16 March 2013

Customs inquiries sniff out compromised officers

Customs and Border Protection authorities conducted 700 secret inquiries into staff in just three years, two-thirds of which led to adverse findings, raising serious questions about the integrity of the organisation charged with policing the country's borders.

The cases, unearthed by a Fairfax investigation, examined allegations that included the trafficking of weapons and drugs, large-scale fraud and the pilfering of sensitive Customs intelligence.

The allegations are contained in previously classified Internal Affairs records that underscore the enduring vulnerability of the service to infiltration by organised crime, after a recent police taskforce arrested 17 people, including four allegedly corrupt Customs officers.

The files, obtained after a freedom-of-information fight that lasted two years, show senior executives have long known that Customs officials have been linked to groups such as bikie gangs, African crime syndicates, the Italian Mafia and even suspected terrorists.

They also expose the institutional failures and under-resourcing that have gravely compromised Customs' ability to properly investigate itself over the past decade.

The new head of Customs, Mike Pezzullo, told Fairfax Media he was determined to overhaul the service's internal professional standards unit, to bring it up to ''the highest calibre'' and place it ''beyond reproach''.
''I am inclined to the view that some of these standards have not been necessarily met in the past,'' he admitted.

The logs reveal that 930 individual matters were referred to professional standards officers between 2007 and 2010, of which 527 were substantiated.
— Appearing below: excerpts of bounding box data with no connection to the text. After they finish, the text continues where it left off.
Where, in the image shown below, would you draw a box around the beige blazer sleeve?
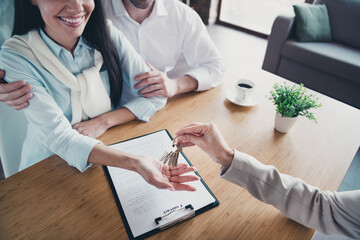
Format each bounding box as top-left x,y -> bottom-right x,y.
220,151 -> 360,239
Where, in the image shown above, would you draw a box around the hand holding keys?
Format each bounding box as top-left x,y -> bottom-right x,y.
160,137 -> 183,167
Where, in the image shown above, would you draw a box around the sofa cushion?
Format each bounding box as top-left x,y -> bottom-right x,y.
294,3 -> 331,42
317,0 -> 360,48
281,40 -> 360,84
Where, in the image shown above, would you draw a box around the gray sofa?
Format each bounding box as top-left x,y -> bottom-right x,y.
262,0 -> 360,108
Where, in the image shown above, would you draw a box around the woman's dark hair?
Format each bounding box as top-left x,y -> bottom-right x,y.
12,0 -> 123,108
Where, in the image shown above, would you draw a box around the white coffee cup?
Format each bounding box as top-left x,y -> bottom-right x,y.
235,79 -> 255,102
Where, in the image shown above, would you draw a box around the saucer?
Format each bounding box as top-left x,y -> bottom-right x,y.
226,89 -> 260,107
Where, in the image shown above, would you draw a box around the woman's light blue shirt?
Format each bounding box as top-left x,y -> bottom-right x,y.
0,27 -> 166,171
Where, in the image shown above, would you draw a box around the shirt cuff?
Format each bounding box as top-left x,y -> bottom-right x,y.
65,135 -> 102,172
186,68 -> 212,91
220,149 -> 257,184
123,97 -> 166,122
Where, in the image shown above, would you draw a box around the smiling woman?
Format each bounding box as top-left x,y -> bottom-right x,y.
0,0 -> 197,190
31,0 -> 95,52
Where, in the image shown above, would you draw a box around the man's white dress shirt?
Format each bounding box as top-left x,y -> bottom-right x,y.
103,0 -> 225,91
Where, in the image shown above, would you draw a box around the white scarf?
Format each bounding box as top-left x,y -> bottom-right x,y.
2,30 -> 111,124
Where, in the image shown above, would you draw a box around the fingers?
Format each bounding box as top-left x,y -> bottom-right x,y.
134,71 -> 160,81
138,84 -> 164,95
170,175 -> 200,183
170,164 -> 196,176
172,183 -> 196,192
11,102 -> 30,110
146,62 -> 156,71
142,90 -> 169,98
134,76 -> 164,89
149,178 -> 175,191
0,81 -> 34,110
176,123 -> 210,136
4,90 -> 33,107
0,81 -> 32,94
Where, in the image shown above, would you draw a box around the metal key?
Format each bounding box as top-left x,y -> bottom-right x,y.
160,138 -> 183,167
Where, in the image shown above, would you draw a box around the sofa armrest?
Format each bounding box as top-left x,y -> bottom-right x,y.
262,15 -> 295,73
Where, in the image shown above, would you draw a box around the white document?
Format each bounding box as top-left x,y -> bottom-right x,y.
107,130 -> 217,238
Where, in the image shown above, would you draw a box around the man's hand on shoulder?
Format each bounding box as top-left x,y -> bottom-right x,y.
0,70 -> 33,110
134,64 -> 178,98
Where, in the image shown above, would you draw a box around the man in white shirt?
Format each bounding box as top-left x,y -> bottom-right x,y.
176,123 -> 360,239
0,0 -> 225,110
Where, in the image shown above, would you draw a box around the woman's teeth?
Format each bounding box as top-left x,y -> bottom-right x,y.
59,16 -> 84,23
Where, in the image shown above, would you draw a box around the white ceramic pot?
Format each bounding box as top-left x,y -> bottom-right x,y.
275,113 -> 298,133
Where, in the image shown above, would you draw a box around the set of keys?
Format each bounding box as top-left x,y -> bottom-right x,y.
160,137 -> 183,167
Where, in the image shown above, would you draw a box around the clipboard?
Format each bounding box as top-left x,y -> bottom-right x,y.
103,129 -> 220,239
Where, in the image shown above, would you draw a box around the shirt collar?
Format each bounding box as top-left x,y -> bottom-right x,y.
112,0 -> 168,17
39,28 -> 92,57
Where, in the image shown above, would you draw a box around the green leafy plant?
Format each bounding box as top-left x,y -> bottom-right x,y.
269,83 -> 321,122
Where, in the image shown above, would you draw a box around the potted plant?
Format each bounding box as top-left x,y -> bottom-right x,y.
269,83 -> 321,133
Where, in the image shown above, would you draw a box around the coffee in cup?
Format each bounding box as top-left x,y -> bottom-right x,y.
235,79 -> 255,102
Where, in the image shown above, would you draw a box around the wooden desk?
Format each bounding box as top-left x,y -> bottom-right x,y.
0,70 -> 360,239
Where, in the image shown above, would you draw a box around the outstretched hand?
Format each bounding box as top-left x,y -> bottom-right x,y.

Despite this, Customs could point to only five prosecutions.
Of the total, 166 were unproven, 206 were found to relate to other agencies, and 522 were dealt with as an internal disciplinary matter.

Smuggling allegations covered not just drugs and illicit tobacco but exotic animals and, in one case, children. The files show that crime groups attempted to bribe officers with amounts of up to $80,000.

At least 11 officers resigned between 2008-09 and 2010-11 before inquiries into their conduct could be completed, effectively suspending those investigations.

Since the dossier was compiled, Customs has embarked on a reform program and Home Affairs Minister Jason Clare and Mr Pezzullo have vowed to root out corruption. Customs is among several agencies now allowed to conduct covert integrity testing as well as drug and alcohol testing. As of February 14, it also demands the mandatory reporting of misconduct.

Mr Pezzullo is centralising Customs' internal affairs unit, and increasing its resources. It now boasts 10 dedicated investigators to monitor the organisation's 5000 staff; three years ago it had only five.

But despite a statement by Mr Clare to the contrary, Mr Pezzullo still lacks the power to terminate an employee known to be closely associated with organised crime figures on that ground alone, Fairfax has established.

Several investigations - including at least seven inquiries into fellow investigations or intelligence staff - raise questions about the management of sensitive Internal Affairs cases, including those involving high-level leaks and suspect associations with drug runners.

In October 2008, for example, an internal inquiry into an officer from ''Enforcement and Investigations'' was marked ''file to be closed''. The officer was alleged to be linked to a ''syndicate responsible for the importation of approx 100kgs of MDMA tablets and 140kg of cocaine''. Customs now says this friendship was with a third party who was linked to the syndicate and thus was not substantiated; yet the contemporaneous record of the investigation says her ''associations have been confirmed''.

theage.com.au  16 Mar 2013

Corrupt customs officers have been co-operating with criminal syndicates for decades with little or no intervention from authorities.

Articles have been written with respect to the amount of criminals in customs, with convictions which the government knowingly employed.

Customs officers run a sophisticated drug trade route, with their superior's knowledge.

Another lax approach to organised crime, by a government supporting criminal activities.
 
The real figure may never be reported by the corporate media.